His artistic practice is located at the nexus of psychology, performance and film; primarily concerned with power, identity and the politics of embodiment. Stefański’s interrogation into the complex dichotomy of the male body, is a common thread running through this exhibition. Where the male body is capable of holding multiple, contradictory connotations, each gesture or movement is often reduced to an expression of power. Stefański’s artistic practice seeks to blur these boundaries. His most recent work is a ten-minute video installation, choke (2017). The slow-motion film canvases the unfolding of movements of two Brazilian Jiu-Jitsu fighters who perform their routine for the camera. The film here becomes a vehicle for observation, where the entangled limbs and torsos are abstracted from their context, and their connotations obscured. The fast-paced violence of a Jiu-Jitsu fight is replaced by an intense power-playoff between the moving figures — expressed in each grasp, clench and pivot. Whilst each minuscule movement of the male body might be conceived as an expression of power, Stefański’s intimate, borderline invasive, filming of the interaction between these two male bodies raises questions as to what is permissible in male-on-male contact. In this sense, choke blurs the boundaries between expressions of force and those of intimacy.

do-over (2016) similarly looks to abstract and displace the male body, where the gestures performed by a young musical conductor border on violent expressions of might and power. Whilst the conductor’s memory acts as an archive, his body becomes a vessel for the expression of a complex symphony of gestures.

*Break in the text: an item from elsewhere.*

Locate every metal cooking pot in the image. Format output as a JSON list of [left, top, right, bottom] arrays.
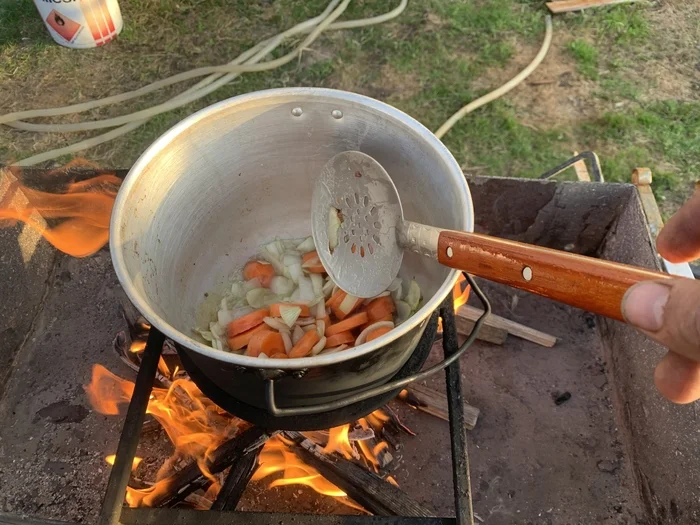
[[110, 88, 473, 416]]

Though the movements retain a sense of instruction, they seem to mimic expressions of auto-aggression — where the conductor, in his solitary stance, appears to be fighting with himself. In this sense, the work explores the power relations we hold with ourselves, and the role aggression plays in acts of self-control.

The photograph, restraint (2016), depicts the torsos of two men in Nazi uniforms, holding in restraint a civilian. The image is a reconstruction of a photograph included in the Evidence (1977) series — a collaborative project by Larry Sultan and Mike Mandel that explores the reappropriation of documentary images in art. Stefański’s reconstruction takes the concept one step further: using two different groups of historical actors, dressed in authentic uniforms, restraint radically calls into question the authenticity of power itself, whilst examining how positions of authority can be manifested through patterns of behaviour. The power-dynamic between the men is clear, though the precise conditions of the situation are not. Nevertheless the image is charged with tension, carrying with it an undercurrent of violence. Whether the aggression of the image is the product of the actors’ acute historical knowledge or the uniform they wear is unnerving considering the superficiality of the event. It seems the choreographed nature of the set-up does little to detract from the image’s abusive connotations.